Robert and I

Robert and I
we like to be silly

Tuesday, May 31, 2011

Garlic Spaghetti

Do you love garlic as much as I do??? Do you love spaghetti but are tired of using the same old tomatoe sauce every time, you might want to give this garlic spaghetti a try...

Ingredients

9 cloves garlic, minced
1/2 cup olive oil
6 tablespoons butter
1 (15-ounce) can crushed tomatoes
Salt and freshly ground black pepper
1 pound spaghetti, cooked al dente
2 tablespoons chopped fresh basil
Grated Parmesan, for garnish

Directions

In a small saucepan, cook the garlic in the olive oil for 30 minutes on low heat. Stir occasionally to keep the garlic from drying out. In a medium saucepan, add the butter and tomatoes, and stir until well blended and the butter is melted. Stir in the garlic oil and season with salt and pepper. Allow the flavors to meld for 10 minutes. Toss with the spaghetti and serve garnished with basil and Parmesan.

 


Creamy Polenta

Ingredients

  • Vegetable cooking spray

  • 1 cup milk

  • 1 1/3 cups half-and-half, divided

  • 2 tablespoons butter, divided

  • 1/3 cup coarse polenta, or corn grits

  • Kosher salt and freshly ground black pepper

  • 1/2 cup grated Parmesan


  • Special Equipment: slow cooker

  • Spray the insert of a slow cooker with cooking spray (for easier clean up) and preheat on high.

    In a medium saucepan, add the milk, 1 cup half-and-half, 1 tablespoon butter, and polenta. Season with salt and bring to a boil over medium-high heat, whisking constantly to keep the mixture lump-free. Boil for 2 to 3 minutes. Pour the mixture into the slow cooker and cook on high for 2 hours, stirring once or twice per hour. Once you are ready to serve, open the slow cooker and whisk in the remaining 1 tablespoon butter, remaining 1/3 cup half-and-half, and Parmesan. Salt and pepper conservatively since the polenta will be served with a robustly salted dish.
    Picture of Braised Country-Style Pork Ribs Recipe
    Ingredients

    3 pounds bone-in country-style pork ribs
    • Kosher salt and freshly ground black pepper
    • 3 tablespoons vegetable oil, divided
    • 1 onion, chopped
    • 1 carrot, chopped
    • 1 stalk celery, chopped
    • 4 cloves garlic, minced
    • 2 tablespoons tomato paste
    • 1/4 cup apple cider vinegar
    • 1 teaspoon crushed red pepper flakes
    • 2 bay leaves
    • 2 1/2 cups chicken stock
    • 2 tablespoons chopped fresh parsley, for garnish
    Directions

    Preheat the oven to 350 degrees F.

    Pat the ribs dry and season with salt and pepper. Heat 2 tablespoons oil in a Dutch oven over medium-high heat and brown the ribs on all sides, working in batches if needed. Remove the ribs and set aside. Add the remaining 1 tablespoon oil to the Dutch oven and reduce the heat to medium. Add the onions, carrots, celery, salt, and pepper and cook until soft, about 5 minutes. Add the garlic and cook until fragrant, about 1 minute. Add the tomato paste and cook, stirring, to remove the raw flavor, about 3 minutes. Deglaze the pan with the vinegar, and then add the red pepper flakes and bay leaves.

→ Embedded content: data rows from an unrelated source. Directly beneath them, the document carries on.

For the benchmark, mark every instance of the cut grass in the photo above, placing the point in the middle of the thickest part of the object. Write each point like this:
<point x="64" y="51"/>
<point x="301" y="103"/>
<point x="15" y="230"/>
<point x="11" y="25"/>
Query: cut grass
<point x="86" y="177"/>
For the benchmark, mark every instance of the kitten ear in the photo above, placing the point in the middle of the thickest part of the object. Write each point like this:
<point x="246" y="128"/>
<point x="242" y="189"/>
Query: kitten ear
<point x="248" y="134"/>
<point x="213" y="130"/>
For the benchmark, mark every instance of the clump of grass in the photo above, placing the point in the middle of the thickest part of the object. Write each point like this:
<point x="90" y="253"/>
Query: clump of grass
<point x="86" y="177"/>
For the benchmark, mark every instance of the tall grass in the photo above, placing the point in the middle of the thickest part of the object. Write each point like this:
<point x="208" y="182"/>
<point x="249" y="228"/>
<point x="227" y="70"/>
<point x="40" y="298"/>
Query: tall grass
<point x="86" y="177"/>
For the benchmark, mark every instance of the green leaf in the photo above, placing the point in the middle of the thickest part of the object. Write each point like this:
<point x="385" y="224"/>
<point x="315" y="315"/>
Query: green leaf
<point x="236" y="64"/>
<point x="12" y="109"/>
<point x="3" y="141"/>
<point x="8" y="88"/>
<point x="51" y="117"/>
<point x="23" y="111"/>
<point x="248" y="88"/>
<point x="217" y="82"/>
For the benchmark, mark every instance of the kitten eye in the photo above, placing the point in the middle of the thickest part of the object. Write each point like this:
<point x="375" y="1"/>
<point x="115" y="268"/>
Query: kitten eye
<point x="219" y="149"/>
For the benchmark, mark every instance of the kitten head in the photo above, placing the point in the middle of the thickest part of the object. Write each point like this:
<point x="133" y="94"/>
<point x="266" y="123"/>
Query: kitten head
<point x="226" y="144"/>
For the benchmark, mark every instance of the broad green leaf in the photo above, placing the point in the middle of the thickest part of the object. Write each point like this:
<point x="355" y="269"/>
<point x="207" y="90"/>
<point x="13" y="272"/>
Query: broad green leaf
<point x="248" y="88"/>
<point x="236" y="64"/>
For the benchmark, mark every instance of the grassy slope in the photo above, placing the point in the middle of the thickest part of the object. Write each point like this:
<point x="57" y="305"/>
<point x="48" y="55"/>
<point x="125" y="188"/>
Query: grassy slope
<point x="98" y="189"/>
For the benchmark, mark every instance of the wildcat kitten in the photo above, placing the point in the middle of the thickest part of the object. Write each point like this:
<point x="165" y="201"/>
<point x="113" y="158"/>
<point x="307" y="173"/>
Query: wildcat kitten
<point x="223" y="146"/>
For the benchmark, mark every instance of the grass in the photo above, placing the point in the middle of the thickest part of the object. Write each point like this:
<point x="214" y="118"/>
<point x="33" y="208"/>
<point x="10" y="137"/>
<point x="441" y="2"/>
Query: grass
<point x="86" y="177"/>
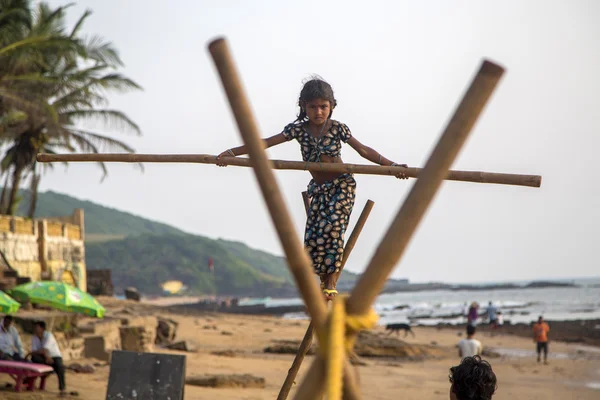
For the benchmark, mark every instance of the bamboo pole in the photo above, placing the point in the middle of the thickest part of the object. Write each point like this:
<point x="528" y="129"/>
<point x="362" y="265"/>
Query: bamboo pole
<point x="411" y="172"/>
<point x="398" y="236"/>
<point x="308" y="336"/>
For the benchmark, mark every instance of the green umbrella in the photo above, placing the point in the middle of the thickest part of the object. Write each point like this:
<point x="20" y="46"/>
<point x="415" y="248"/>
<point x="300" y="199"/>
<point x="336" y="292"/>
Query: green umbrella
<point x="58" y="295"/>
<point x="7" y="304"/>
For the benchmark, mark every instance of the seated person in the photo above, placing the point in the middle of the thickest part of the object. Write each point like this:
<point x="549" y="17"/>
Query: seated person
<point x="473" y="379"/>
<point x="44" y="350"/>
<point x="11" y="348"/>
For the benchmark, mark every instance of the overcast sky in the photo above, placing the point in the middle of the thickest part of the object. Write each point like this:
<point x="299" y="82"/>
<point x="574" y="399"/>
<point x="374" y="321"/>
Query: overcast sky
<point x="398" y="69"/>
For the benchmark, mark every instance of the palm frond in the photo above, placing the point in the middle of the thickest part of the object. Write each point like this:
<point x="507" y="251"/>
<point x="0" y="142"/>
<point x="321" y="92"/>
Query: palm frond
<point x="36" y="42"/>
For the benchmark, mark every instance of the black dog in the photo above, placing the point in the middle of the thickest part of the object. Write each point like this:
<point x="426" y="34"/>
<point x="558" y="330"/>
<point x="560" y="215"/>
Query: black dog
<point x="397" y="327"/>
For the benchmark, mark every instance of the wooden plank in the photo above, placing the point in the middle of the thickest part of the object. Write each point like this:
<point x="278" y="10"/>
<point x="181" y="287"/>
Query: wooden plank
<point x="148" y="376"/>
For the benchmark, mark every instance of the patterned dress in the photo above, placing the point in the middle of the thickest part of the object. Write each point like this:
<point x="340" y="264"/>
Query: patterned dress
<point x="331" y="203"/>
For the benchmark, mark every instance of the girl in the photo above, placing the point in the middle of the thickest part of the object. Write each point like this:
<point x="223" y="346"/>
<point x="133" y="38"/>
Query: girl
<point x="331" y="194"/>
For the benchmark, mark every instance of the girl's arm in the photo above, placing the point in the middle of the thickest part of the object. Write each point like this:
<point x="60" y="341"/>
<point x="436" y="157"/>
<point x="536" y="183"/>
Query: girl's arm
<point x="241" y="150"/>
<point x="372" y="155"/>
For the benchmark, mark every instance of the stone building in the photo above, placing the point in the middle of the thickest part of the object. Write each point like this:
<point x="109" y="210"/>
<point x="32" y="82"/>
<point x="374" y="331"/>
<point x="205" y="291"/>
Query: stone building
<point x="43" y="249"/>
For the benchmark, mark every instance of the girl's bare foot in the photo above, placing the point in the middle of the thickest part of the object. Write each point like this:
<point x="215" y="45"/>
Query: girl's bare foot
<point x="329" y="289"/>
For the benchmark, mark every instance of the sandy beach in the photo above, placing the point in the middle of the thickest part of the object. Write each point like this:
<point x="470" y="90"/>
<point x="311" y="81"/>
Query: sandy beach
<point x="573" y="372"/>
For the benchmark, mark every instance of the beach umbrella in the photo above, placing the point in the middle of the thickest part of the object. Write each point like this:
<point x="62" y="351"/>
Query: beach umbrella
<point x="60" y="296"/>
<point x="7" y="304"/>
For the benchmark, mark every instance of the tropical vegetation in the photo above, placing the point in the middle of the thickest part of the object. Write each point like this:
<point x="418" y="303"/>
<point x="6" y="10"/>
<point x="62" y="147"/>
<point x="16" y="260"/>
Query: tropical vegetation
<point x="54" y="87"/>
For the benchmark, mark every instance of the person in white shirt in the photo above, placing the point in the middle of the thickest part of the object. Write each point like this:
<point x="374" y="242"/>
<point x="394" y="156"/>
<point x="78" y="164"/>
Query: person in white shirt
<point x="44" y="350"/>
<point x="469" y="347"/>
<point x="11" y="348"/>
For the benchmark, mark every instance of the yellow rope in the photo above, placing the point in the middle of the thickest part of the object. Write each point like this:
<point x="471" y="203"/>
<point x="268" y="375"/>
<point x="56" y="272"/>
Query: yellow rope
<point x="337" y="339"/>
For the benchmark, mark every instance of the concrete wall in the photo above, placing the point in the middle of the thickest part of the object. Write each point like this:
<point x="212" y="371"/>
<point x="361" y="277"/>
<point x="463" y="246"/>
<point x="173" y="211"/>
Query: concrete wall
<point x="46" y="249"/>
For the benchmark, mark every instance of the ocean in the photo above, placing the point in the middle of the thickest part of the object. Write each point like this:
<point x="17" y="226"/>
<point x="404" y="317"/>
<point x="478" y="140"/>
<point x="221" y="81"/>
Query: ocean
<point x="517" y="305"/>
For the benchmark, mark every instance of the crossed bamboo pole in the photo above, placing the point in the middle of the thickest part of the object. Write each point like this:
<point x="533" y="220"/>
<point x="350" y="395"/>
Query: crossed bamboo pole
<point x="398" y="235"/>
<point x="411" y="172"/>
<point x="308" y="336"/>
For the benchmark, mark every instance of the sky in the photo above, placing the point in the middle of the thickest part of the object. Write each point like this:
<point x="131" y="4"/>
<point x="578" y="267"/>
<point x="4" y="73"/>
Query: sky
<point x="398" y="69"/>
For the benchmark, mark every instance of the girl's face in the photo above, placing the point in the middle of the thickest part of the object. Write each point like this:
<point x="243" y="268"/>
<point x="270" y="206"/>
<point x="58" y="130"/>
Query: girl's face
<point x="318" y="110"/>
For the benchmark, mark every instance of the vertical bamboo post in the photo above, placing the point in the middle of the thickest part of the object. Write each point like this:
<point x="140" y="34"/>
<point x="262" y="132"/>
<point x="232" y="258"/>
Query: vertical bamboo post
<point x="308" y="336"/>
<point x="398" y="236"/>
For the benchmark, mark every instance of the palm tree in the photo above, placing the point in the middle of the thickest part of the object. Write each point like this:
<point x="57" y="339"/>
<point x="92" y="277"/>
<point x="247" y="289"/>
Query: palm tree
<point x="52" y="84"/>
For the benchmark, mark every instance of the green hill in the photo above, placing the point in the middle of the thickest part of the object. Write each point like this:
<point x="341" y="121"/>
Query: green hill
<point x="146" y="261"/>
<point x="101" y="222"/>
<point x="144" y="253"/>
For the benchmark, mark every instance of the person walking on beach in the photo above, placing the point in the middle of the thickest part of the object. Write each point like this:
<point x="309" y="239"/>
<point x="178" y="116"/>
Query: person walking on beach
<point x="473" y="379"/>
<point x="331" y="194"/>
<point x="492" y="313"/>
<point x="472" y="315"/>
<point x="470" y="346"/>
<point x="540" y="337"/>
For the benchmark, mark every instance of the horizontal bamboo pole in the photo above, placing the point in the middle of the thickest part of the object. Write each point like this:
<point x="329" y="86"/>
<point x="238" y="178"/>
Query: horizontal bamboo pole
<point x="390" y="250"/>
<point x="411" y="172"/>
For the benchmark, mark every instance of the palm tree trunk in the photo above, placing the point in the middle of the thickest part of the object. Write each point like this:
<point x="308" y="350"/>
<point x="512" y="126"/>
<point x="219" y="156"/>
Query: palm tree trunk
<point x="35" y="181"/>
<point x="4" y="198"/>
<point x="14" y="191"/>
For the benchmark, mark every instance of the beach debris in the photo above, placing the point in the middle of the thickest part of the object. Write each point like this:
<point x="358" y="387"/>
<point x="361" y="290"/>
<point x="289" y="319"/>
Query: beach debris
<point x="490" y="353"/>
<point x="286" y="347"/>
<point x="224" y="353"/>
<point x="132" y="293"/>
<point x="356" y="360"/>
<point x="147" y="376"/>
<point x="369" y="344"/>
<point x="137" y="338"/>
<point x="181" y="346"/>
<point x="227" y="381"/>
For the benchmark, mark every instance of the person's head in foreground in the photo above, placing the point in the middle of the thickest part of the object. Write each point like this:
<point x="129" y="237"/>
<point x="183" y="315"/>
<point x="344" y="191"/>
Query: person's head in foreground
<point x="316" y="101"/>
<point x="473" y="379"/>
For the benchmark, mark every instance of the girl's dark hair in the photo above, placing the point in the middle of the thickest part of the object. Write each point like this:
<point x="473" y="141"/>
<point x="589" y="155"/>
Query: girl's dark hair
<point x="473" y="379"/>
<point x="315" y="88"/>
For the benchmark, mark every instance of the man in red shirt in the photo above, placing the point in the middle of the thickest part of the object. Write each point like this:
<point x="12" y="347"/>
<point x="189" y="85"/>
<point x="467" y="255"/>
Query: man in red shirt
<point x="540" y="337"/>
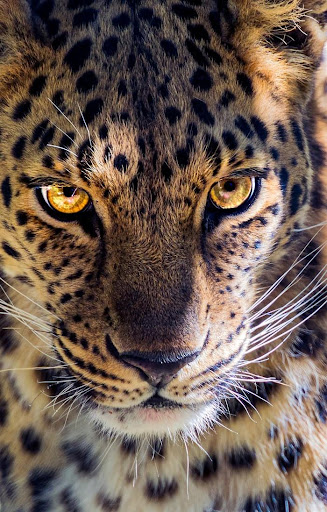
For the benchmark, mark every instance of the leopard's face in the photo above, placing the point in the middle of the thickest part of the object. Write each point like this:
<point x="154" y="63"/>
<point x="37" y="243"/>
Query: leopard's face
<point x="150" y="286"/>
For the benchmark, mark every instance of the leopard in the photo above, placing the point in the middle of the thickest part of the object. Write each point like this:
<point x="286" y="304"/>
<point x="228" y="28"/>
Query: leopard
<point x="163" y="258"/>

    Add the ribs back to the pan and add enough stock to reach halfway up the sides of the ribs. Bring the pan to a simmer, cover, and place in the oven. Braise until the meat is tender, about 1 1/2 hours. During the last half hour, uncover to allow the liquid to reduce and the pork to brown.

    Serve the ribs with Creamy Polenta, spooning the sauce on top, and garnishing with parsley.

    Roasted Balsamic Onions

    Picture of Roasted Balsamic Onions Recipe

    Ingredients
    • 3 large white onions, peeled and quartered
    • 3 tablespoons olive oil
    • Kosher salt and freshly ground black pepper
    • 1/4 cup balsamic vinegar
    • 1/2 teaspoon sugar

    Directions
    Preheat the oven to 350 degrees F.

    In a large bowl, toss the onion quarters with the olive oil, balsamic vinegar, sugar, and season with salt and pepper. Place in an ovenproof, large, nonstick skillet, spreading them out in an even layer. Cover the skillet with aluminum foil. Roast for 20 to 25 minutes, and then remove the foil. Toss the onions well to coat with the reduced balsamic glaze and put back in the oven to roast another 20 to 25 minutes. Serve warm.